Le salarié sous l’emprise de l’alcool ou de substances psycho-actives a droit à la protection de sa santé, à la garantie du secret médical quant à son état de santé et à un poste de travail adapté si nécessaire et si possible.

Secret de l’état de santé et obligation de confidentialité

L’état d’addiction est couvert par le secret professionnel. La révélation d’une information à caractère secret par une personne qui en est dépositaire soit par état ou par profession, soit en raison d’une fonction ou d’une mission temporaire, est punie d’un an d’emprisonnement et de 15 000 € d’amende (Code pénal, art. 226-13). Se trouve visé ici le secret médical pour les informations sur l’état de santé détenues par le médecin de prévention et l’infirmière du travail mais aussi les informations personnelles à caractère social détenues par les assistants du service social.

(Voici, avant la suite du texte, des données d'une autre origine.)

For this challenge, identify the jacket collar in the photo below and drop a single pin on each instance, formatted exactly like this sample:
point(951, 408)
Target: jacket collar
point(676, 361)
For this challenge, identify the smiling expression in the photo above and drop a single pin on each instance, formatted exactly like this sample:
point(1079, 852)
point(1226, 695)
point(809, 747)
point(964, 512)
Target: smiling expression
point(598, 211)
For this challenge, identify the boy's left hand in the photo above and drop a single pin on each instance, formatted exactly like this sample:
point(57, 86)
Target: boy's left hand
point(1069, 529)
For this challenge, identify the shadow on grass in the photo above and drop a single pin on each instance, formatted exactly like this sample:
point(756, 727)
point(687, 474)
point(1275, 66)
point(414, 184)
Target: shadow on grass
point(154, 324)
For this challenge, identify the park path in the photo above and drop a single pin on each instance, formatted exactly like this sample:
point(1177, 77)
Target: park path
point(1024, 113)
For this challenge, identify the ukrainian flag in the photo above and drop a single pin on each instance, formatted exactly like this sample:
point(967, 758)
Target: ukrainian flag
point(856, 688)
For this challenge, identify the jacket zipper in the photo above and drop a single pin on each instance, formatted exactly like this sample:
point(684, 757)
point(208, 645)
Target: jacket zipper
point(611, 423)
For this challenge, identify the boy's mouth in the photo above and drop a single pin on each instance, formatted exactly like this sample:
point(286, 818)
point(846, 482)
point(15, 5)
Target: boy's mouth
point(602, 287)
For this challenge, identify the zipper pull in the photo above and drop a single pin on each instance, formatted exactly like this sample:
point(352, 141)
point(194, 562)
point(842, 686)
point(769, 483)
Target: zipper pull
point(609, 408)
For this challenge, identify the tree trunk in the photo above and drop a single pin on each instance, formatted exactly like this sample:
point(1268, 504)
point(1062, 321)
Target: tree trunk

La confidentialité s’impose à toute personne du service qui par fonction, représentant du personnel, préventeur, encadrement ou collègue de travail, aurait pris connaissance, par le fait ou à l’occasion de sa fonction, d’informations sur la situation personnelle d’un agent en souffrance ou en difficulté sociale.

Obligation de signalement de tout danger grave

Face à un risque grave présenté par une personne en état d’ivresse ou sous l’emprise de substances psycho-actives, l’agent a une obligation d’assistance et de signalement.

Le travailleur alerte immédiatement l’employeur de toute situation de travail dont il a un motif raisonnable de penser qu’elle présente un danger grave et imminent (décret 85-6036 du 10 juin 1985, article 5-1).

C’est la gravité et l’immédiateté du risque qui oblige à signaler et non l’état d’addiction : en dehors de cette situation à risque jugée grave et imminente, obliger les agents à signaler toutes les conduites addictives qu’ils pourraient connaître serait illégal.

Obligation d’assistance à personne en danger

L’obligation d’assistance à personne en danger vise tous les tiers, dont l’entourage professionnel, ayant connaissance de la situation d’une autre personne en danger (Code pénal, art. 223-6) : quiconque pouvant empêcher par son action immédiate, sans risque pour lui ou pour les tiers, soit un crime, soit un délit contre l’intégrité corporelle de la personne s’abstient volontairement de le faire est puni de cinq ans d’emprisonnement et de 75 000 € d’amende.

Sera puni des mêmes peines, quiconque s’abstient volontairement de porter à une personne en péril l’assistance que, sans risque pour lui ou pour les tiers, il pouvait lui prêter soit par son action personnelle, soit en provoquant un secours.